Once you have all this working working (which in itself can be no easy feat) you certainly do not want anything to mess it up. Unfortunately there are a lot of things that can break some of your functionality:

  • Update of your drivers
  • Update of Windows (or Mac OS)
  • Software installation/updates that replace Windows DLL/OCX files (or Mac equivalent)
  • Update of other components such as Java/Flash/DirectX/.NET etc

If any of this happens, there is a good chance that one or more of your astronomy computer programs may quit working. If it does, it can be difficult to figure out what exactly did what and even more difficult to put things back like they were.

The real bummer here is that if your luck is like mine, you won’t even know something is broken until you get out into the field, get your equipment set up and are settling in for a long night when you realize you can’t track an object. Now you get to spend the next four hours tracking down the problem.

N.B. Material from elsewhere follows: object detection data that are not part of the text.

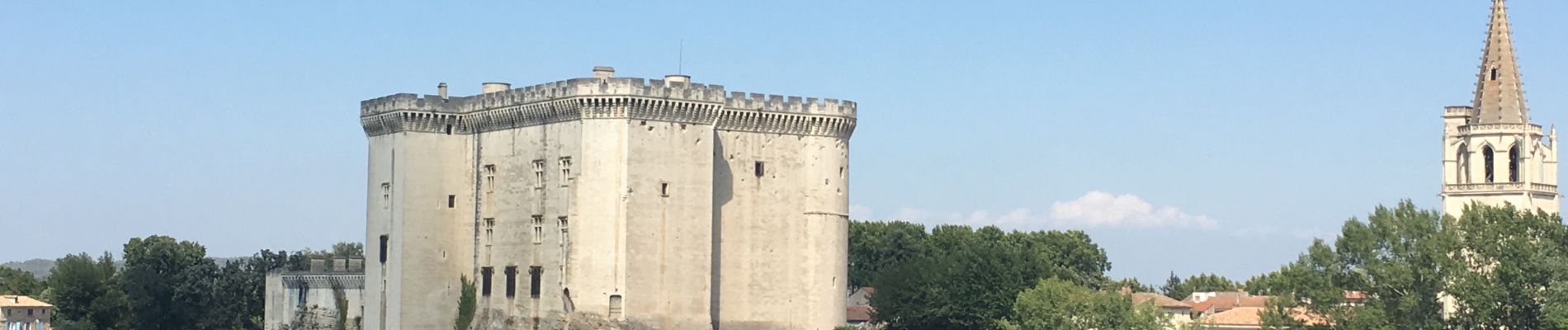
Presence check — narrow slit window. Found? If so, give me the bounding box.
[560,157,573,186]
[528,266,544,297]
[381,234,387,264]
[1481,145,1496,183]
[533,216,544,244]
[484,164,495,191]
[479,267,495,297]
[610,294,621,319]
[507,266,517,297]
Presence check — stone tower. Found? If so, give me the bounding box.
[1439,0,1561,216]
[359,68,856,330]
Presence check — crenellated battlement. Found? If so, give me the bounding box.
[725,92,855,117]
[359,70,856,138]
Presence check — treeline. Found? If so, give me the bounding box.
[1247,200,1568,328]
[850,220,1164,330]
[0,236,364,330]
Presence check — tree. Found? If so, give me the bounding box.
[44,252,130,330]
[333,243,366,258]
[451,276,477,330]
[1160,271,1187,300]
[852,225,1110,328]
[997,278,1165,330]
[0,266,44,295]
[122,236,216,328]
[1449,205,1568,328]
[848,220,927,290]
[1104,277,1154,293]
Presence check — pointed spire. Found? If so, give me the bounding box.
[1476,0,1530,124]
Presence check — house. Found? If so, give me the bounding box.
[1132,293,1192,328]
[0,295,55,330]
[1183,291,1270,318]
[1198,307,1328,330]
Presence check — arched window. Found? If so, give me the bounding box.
[1509,145,1519,182]
[1453,144,1469,183]
[1481,145,1495,183]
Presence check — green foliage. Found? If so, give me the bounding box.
[1449,205,1568,328]
[848,220,928,288]
[850,225,1110,328]
[1247,200,1568,330]
[0,266,44,295]
[44,252,130,330]
[1160,272,1242,300]
[333,243,366,258]
[997,278,1165,330]
[122,236,218,328]
[1106,277,1154,293]
[453,276,477,330]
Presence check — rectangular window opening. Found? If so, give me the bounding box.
[528,266,544,299]
[507,266,517,297]
[479,267,495,297]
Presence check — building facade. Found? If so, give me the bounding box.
[359,68,856,330]
[262,258,366,330]
[1439,0,1561,216]
[0,295,55,330]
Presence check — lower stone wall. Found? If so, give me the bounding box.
[262,272,364,330]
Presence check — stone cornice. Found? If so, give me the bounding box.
[1443,182,1557,194]
[1458,124,1542,136]
[282,274,366,290]
[359,78,856,138]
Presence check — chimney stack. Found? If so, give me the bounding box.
[593,66,615,78]
[479,82,511,94]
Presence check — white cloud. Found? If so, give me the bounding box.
[850,191,1218,230]
[850,203,875,220]
[1051,191,1218,229]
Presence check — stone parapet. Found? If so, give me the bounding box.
[1460,124,1542,136]
[282,274,366,290]
[1443,182,1557,194]
[359,73,856,138]
[1443,105,1481,117]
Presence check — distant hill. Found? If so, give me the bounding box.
[0,260,55,278]
[0,257,251,280]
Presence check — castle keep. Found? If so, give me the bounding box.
[359,68,856,330]
[1439,0,1561,216]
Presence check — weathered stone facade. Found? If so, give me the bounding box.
[1439,0,1561,216]
[359,68,856,330]
[262,258,366,330]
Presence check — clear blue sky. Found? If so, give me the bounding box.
[0,0,1568,281]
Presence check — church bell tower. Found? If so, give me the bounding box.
[1439,0,1561,216]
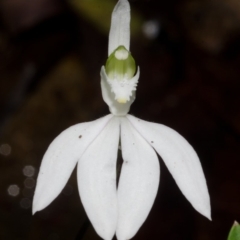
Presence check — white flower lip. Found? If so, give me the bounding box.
[32,0,211,240]
[33,114,211,240]
[101,0,140,116]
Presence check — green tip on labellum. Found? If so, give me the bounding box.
[228,221,240,240]
[105,46,136,81]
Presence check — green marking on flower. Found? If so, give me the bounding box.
[105,46,136,81]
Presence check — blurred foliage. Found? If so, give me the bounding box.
[228,221,240,240]
[69,0,143,36]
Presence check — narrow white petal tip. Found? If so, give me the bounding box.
[108,0,131,55]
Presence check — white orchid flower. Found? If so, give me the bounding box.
[33,0,211,240]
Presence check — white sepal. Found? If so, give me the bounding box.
[127,115,211,219]
[100,66,140,116]
[116,117,160,240]
[108,0,131,56]
[77,117,120,240]
[32,114,113,214]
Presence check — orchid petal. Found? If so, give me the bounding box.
[127,115,211,219]
[33,114,113,214]
[108,0,131,56]
[116,117,160,240]
[77,118,120,240]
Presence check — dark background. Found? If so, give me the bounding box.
[0,0,240,240]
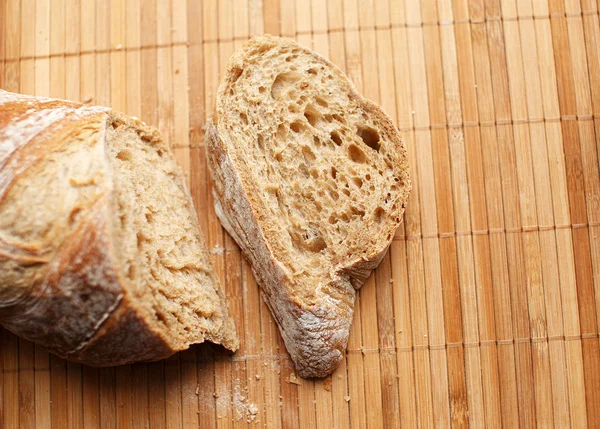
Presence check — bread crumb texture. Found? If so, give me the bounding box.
[0,91,237,366]
[207,36,410,376]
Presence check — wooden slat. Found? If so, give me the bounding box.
[0,0,600,429]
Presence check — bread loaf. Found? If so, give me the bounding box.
[206,36,410,377]
[0,91,238,366]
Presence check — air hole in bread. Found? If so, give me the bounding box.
[315,97,329,107]
[348,144,367,164]
[329,131,342,146]
[271,72,301,99]
[69,206,83,225]
[357,126,381,152]
[350,207,365,218]
[275,124,287,142]
[298,163,308,177]
[304,104,322,128]
[117,150,133,161]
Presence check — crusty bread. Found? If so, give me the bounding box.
[0,91,238,366]
[206,36,410,377]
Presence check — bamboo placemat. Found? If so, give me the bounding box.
[0,0,600,429]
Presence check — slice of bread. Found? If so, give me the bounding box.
[206,36,410,377]
[0,90,238,366]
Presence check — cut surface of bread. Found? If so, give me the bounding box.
[207,36,410,377]
[0,91,238,366]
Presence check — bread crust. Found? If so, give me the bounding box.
[0,91,238,366]
[206,36,410,378]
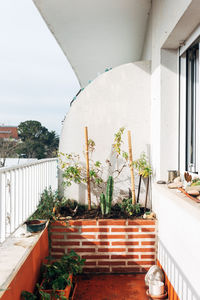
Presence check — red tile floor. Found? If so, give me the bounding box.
[74,274,149,300]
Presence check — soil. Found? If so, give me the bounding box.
[59,204,150,220]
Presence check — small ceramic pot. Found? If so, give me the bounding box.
[149,280,165,296]
[26,220,47,232]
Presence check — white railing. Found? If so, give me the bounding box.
[0,158,58,243]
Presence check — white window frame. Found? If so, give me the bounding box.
[179,26,200,175]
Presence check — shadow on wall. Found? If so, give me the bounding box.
[158,240,200,300]
[58,141,151,208]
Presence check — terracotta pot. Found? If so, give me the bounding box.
[25,220,47,232]
[41,274,72,300]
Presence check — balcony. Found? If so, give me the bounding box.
[0,159,199,299]
[0,0,200,300]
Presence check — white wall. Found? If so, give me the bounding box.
[33,0,151,86]
[60,62,150,202]
[143,0,194,180]
[152,184,200,300]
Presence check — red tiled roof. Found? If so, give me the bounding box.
[0,126,18,139]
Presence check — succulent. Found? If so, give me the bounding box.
[100,176,114,215]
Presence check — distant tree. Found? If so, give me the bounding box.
[0,138,19,167]
[16,120,59,159]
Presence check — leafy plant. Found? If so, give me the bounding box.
[41,250,85,291]
[58,151,103,186]
[21,291,37,300]
[100,176,114,215]
[29,188,60,220]
[191,178,200,186]
[133,152,152,178]
[119,198,140,216]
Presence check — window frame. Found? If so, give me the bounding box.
[179,26,200,174]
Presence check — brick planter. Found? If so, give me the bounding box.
[51,219,156,273]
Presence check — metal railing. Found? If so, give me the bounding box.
[0,158,58,243]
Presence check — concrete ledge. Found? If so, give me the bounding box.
[0,226,49,300]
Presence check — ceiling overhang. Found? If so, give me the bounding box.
[33,0,151,86]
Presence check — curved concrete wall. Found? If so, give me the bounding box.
[33,0,151,86]
[60,61,150,202]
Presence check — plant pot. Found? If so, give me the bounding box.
[25,220,47,232]
[41,274,72,300]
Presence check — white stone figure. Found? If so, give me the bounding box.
[145,265,165,286]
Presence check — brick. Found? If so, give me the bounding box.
[51,227,66,232]
[67,234,96,240]
[112,267,140,273]
[128,234,155,239]
[51,248,65,253]
[128,248,155,252]
[141,267,151,274]
[111,254,139,259]
[51,227,79,233]
[128,219,156,226]
[128,260,155,266]
[141,228,155,232]
[98,261,125,266]
[69,220,96,226]
[111,242,139,246]
[84,261,96,266]
[52,254,63,259]
[81,227,109,232]
[69,248,95,253]
[141,254,155,259]
[141,241,155,246]
[82,241,110,246]
[51,221,69,226]
[98,248,126,252]
[52,241,80,246]
[98,234,126,240]
[111,228,139,232]
[83,268,110,273]
[82,255,109,260]
[99,220,126,225]
[51,234,64,240]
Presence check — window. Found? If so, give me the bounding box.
[180,35,200,173]
[186,44,199,172]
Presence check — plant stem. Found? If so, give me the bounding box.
[128,130,135,205]
[144,176,149,211]
[85,126,91,210]
[137,175,142,203]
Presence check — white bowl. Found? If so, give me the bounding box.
[149,280,165,296]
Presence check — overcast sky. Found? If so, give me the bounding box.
[0,0,79,134]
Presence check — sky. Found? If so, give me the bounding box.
[0,0,80,134]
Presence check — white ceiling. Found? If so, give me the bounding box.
[33,0,151,86]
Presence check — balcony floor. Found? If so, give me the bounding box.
[74,274,149,300]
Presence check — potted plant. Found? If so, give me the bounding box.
[21,250,85,300]
[133,152,152,209]
[39,250,85,299]
[25,188,59,232]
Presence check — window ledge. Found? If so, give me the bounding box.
[152,183,200,219]
[0,222,48,298]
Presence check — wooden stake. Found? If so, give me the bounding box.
[85,126,91,210]
[128,130,135,204]
[144,176,149,211]
[137,175,142,203]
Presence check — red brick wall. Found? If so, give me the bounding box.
[0,228,49,300]
[51,219,156,273]
[157,260,180,300]
[0,126,18,139]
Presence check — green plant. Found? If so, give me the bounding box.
[119,198,140,216]
[133,152,152,178]
[29,188,60,220]
[21,291,37,300]
[100,176,114,215]
[41,250,85,291]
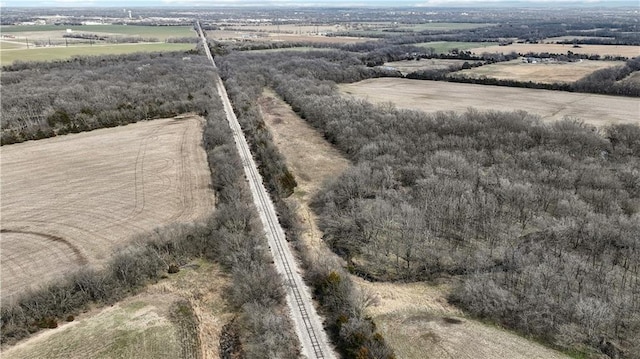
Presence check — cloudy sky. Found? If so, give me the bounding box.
[0,0,638,7]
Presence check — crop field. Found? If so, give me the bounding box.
[620,71,640,84]
[207,29,372,44]
[0,42,195,65]
[2,261,232,359]
[260,92,565,359]
[384,59,465,75]
[542,36,611,44]
[470,44,640,58]
[415,41,497,54]
[0,116,214,300]
[340,78,640,126]
[456,59,624,83]
[0,25,197,41]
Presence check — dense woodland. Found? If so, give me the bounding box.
[222,52,640,358]
[0,54,299,358]
[0,53,212,144]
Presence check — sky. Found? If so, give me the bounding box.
[0,0,640,9]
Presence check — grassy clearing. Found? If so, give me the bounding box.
[389,22,494,32]
[0,40,27,52]
[245,46,318,54]
[340,78,640,126]
[0,42,195,65]
[384,59,465,75]
[620,71,640,83]
[415,41,497,54]
[470,44,640,58]
[459,59,624,83]
[2,260,232,359]
[0,25,197,40]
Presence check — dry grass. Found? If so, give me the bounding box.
[2,261,232,359]
[260,88,565,359]
[620,71,640,85]
[0,116,214,300]
[470,44,640,58]
[340,78,640,126]
[384,59,465,75]
[207,27,373,44]
[458,59,624,83]
[260,91,349,255]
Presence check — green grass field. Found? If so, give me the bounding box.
[0,42,195,65]
[415,41,498,54]
[0,25,197,41]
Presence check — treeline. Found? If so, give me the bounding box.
[0,52,299,358]
[405,57,640,97]
[217,52,394,359]
[218,53,640,358]
[0,52,211,144]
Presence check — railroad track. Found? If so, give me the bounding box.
[196,22,335,358]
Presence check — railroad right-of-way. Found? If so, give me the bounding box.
[196,22,335,358]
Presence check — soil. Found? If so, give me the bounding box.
[0,115,214,301]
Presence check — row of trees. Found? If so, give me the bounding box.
[0,52,211,144]
[406,57,640,97]
[0,55,299,358]
[212,52,640,358]
[218,52,394,359]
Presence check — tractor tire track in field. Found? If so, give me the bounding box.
[0,229,89,265]
[196,22,336,359]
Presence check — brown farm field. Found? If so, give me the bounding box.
[454,59,624,83]
[340,78,640,126]
[260,91,566,359]
[469,44,640,58]
[0,115,214,300]
[384,59,465,74]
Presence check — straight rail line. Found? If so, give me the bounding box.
[196,21,335,359]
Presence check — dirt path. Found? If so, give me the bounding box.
[0,116,214,300]
[260,91,566,359]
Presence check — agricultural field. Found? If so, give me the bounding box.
[542,36,611,44]
[415,41,502,54]
[0,25,196,65]
[384,59,465,75]
[260,92,565,359]
[2,261,232,359]
[0,25,197,41]
[469,44,640,58]
[620,71,640,84]
[340,78,640,126]
[454,59,625,83]
[0,42,195,65]
[0,116,214,301]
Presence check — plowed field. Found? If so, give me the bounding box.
[340,78,640,126]
[0,116,214,300]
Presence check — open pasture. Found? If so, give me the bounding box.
[0,42,195,65]
[454,59,624,83]
[415,41,497,54]
[384,59,465,75]
[340,78,640,126]
[2,260,232,359]
[0,25,197,41]
[0,116,214,300]
[470,44,640,58]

At this point you will be more than ready for a dedicated astrophotography laptop!

I know I need an astrophotography laptop, now what do I do?

There is good news in that an astrophotography laptop can be an inexpensive addition to your astrophotography equipment. There is for example no reason to purchase a new unit unless you just want to. A nice refurbished (by the manufacturer) or off lease unit can often cost $300 or less. You can get a really nice unit for under $500 if you want to splurge. When you compare this to what you paid for the rest of your equipment this is not too expensive.

Some things to think about when purchasing an astrophotography laptop are:

  • If you image at a site with AC power, you may not need a battery
  • You probably do not need a large screen size, something in the 14″ range would probably be fine
  • If you are downloading images to your laptop you should consider at least a 250GB hard drive or SSD
  • If you control everything like I do make sure you get at least 4GB of RAM, 2GB is fine for camera control only
  • If you require a serial port to run your mount, make sure the unit has one or has a way to add one (PC card slots are awesome), USB to serial adapters are finicky so treat them as a last resort
  • Once you load your stuff on it you probably will not need a CD/DVD drive so an external may be fine
  • Count how many USB ports you will need, add a few extra, maybe with a USB hub
  • Relegate ports on a USB hub to mice, game controllers, etc. Try to never use a USB hub port for mount/camera control
  • If thinking about a netbook, remember some programs will not like the low screen resolution and may be difficult to use
  • Buy a Windows computer. Macs are great computers but will MASSIVELY increase the difficulty of getting things to work, there are far more astronomy programs for Windows

My favorite places to buy an astrophotography laptop include eBay (directly from the official Dell depot only) and Newegg.com. I can not count how many I have bought from these two places and have had very few issues (the least from Dell). When problems have happened they were resolved quickly.

Good luck with your astrophotography laptop!